Palladium(II) Complexes with Anionic N‑Heterocyclic Carbene–Borate Ligands as Catalysts for the Amination of Aryl Halides

A series of (allyl)­palladium­(II) complexes of anionic N-heterocyclic carbenes that contain a weakly coordinating borate moiety (WCA-NHC) were prepared by deprotonation of the carbene IPr with n-butyllithium in the 4-position, which was followed by addition of B­(C6F5)3 and reaction of the resulting lithium carbene–borate with [(η3-allyl)­Pd­(μ-Cl)]2 (allyl = 2-propenyl, 2-butenyl, 2-methyl-2-propenyl, 1-phenyl-2-propenyl).
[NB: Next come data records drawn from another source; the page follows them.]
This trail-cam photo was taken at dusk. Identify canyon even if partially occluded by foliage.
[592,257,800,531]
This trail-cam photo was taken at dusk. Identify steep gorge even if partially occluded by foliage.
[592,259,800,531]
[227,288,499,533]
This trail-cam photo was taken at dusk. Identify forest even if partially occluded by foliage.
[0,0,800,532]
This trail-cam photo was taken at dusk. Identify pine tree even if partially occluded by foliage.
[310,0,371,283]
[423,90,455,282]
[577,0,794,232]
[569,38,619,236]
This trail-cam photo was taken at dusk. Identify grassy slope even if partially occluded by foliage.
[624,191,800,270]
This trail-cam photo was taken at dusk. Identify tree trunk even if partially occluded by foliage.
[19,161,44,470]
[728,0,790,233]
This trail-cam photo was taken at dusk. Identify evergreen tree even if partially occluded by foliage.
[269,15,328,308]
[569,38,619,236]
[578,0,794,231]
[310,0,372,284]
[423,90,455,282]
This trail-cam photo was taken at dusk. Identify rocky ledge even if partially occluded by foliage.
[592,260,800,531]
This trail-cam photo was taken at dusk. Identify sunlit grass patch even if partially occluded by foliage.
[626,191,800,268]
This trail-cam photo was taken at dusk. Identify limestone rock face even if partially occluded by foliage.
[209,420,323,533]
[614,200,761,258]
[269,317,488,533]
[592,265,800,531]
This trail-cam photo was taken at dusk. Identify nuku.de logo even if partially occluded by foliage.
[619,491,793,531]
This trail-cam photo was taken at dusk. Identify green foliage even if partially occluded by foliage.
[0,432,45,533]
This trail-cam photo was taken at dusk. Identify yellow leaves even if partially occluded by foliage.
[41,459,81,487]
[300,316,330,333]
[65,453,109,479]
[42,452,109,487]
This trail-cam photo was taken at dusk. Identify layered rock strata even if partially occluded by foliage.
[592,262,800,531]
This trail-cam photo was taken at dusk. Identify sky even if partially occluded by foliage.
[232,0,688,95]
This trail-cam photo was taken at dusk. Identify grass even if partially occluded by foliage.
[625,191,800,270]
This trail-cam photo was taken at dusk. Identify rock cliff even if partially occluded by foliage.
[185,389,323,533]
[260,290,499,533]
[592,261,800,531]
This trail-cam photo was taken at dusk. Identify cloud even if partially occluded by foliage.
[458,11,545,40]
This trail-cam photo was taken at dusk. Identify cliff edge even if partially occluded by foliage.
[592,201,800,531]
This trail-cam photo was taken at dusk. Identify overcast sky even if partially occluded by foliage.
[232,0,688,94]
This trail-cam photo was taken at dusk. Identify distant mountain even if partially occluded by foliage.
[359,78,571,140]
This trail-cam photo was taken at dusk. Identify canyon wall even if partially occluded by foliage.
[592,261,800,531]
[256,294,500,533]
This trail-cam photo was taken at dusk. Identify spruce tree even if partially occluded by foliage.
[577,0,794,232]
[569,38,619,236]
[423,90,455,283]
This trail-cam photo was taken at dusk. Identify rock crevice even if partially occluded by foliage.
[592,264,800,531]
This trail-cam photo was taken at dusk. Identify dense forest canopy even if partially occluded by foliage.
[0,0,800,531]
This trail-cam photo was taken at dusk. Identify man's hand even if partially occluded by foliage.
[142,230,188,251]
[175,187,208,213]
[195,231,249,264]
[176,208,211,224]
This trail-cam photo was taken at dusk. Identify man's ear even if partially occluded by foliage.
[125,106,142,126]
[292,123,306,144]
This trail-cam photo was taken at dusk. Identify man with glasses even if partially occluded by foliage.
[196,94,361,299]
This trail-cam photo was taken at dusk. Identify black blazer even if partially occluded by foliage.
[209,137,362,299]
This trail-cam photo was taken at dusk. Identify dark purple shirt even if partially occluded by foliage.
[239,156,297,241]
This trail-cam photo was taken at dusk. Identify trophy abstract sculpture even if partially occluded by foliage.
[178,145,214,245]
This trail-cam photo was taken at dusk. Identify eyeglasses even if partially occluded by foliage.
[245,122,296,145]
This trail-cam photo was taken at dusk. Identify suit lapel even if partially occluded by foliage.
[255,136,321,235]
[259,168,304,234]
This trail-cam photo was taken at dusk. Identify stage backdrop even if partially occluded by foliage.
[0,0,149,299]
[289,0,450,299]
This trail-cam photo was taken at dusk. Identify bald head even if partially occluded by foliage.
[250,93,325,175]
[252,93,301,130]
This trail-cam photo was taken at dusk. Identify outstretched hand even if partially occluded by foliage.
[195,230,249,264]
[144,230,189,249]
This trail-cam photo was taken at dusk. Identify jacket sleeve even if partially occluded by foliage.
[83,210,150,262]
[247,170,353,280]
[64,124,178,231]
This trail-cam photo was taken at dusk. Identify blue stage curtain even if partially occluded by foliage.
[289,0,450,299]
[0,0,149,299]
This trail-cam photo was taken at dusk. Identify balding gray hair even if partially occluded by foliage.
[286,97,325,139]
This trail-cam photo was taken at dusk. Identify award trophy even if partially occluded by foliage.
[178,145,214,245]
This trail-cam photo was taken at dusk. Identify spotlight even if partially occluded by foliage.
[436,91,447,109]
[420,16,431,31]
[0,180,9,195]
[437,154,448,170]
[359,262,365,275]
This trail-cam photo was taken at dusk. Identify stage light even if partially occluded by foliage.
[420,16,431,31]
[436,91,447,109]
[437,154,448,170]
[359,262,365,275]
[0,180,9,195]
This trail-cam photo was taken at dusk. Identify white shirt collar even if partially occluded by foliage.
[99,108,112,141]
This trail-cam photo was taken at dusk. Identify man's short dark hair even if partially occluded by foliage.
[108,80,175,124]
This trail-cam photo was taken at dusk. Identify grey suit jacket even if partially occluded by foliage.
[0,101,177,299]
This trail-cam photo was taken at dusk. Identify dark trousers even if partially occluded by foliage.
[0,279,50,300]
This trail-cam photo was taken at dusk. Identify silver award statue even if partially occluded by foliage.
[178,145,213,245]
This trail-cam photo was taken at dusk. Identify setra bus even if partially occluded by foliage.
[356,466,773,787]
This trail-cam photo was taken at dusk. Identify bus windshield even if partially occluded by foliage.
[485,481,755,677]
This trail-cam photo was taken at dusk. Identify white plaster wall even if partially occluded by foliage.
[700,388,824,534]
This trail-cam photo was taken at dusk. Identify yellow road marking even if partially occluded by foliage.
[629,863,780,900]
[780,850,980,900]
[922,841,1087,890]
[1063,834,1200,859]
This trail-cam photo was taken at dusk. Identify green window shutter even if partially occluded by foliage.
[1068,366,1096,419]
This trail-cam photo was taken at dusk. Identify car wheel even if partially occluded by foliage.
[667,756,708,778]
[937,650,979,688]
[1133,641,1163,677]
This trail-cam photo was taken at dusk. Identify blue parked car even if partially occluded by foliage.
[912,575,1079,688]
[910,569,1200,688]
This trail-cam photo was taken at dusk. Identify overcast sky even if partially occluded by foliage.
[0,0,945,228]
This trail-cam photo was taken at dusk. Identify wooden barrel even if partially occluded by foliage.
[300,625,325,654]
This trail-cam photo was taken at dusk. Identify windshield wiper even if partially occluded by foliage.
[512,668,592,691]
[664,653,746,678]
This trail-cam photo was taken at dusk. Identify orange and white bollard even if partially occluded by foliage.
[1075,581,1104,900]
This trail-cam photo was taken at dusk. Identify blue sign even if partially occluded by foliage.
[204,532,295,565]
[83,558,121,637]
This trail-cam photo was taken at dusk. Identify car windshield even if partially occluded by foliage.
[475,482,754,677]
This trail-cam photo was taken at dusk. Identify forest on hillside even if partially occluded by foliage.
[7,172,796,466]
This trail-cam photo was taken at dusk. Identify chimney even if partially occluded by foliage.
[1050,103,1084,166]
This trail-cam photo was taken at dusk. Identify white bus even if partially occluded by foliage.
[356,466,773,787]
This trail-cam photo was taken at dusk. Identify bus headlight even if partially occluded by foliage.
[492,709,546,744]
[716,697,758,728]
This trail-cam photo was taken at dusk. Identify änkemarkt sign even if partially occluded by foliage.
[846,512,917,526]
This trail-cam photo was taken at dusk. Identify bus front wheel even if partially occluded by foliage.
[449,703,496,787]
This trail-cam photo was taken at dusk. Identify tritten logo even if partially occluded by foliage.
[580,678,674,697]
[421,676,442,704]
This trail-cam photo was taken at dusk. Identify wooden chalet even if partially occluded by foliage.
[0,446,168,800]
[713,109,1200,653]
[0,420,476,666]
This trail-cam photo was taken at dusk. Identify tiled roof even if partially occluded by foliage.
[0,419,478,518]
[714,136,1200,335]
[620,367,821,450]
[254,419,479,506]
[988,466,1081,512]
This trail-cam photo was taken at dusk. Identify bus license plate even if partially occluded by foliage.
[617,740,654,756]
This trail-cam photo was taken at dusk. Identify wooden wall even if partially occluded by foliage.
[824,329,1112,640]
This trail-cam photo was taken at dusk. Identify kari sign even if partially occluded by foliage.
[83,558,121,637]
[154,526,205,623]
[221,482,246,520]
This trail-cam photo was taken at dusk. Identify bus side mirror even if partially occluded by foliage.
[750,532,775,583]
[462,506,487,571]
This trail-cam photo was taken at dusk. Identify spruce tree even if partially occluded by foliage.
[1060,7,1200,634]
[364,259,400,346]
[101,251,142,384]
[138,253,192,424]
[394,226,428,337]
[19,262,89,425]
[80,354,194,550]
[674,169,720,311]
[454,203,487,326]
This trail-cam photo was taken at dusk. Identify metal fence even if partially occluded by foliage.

In polar solvents such as tetrahydrofuran, chloropalladate complexes of the type [Li­(THF)3]­[(WCA-NHC)­PdCl­(η3-allyl)] were formed, whereas the reactions in toluene afforded neutral complexes of the type [(WCA-NHC)­Pd­(η3-allyl)], which exhibit an intramolecular interaction with the N-aryl groups of the carbene ligands. The allyl-palladium complexes were employed as catalysts for the Buchwald–Hartwig amination of various aryl halides with morpholine.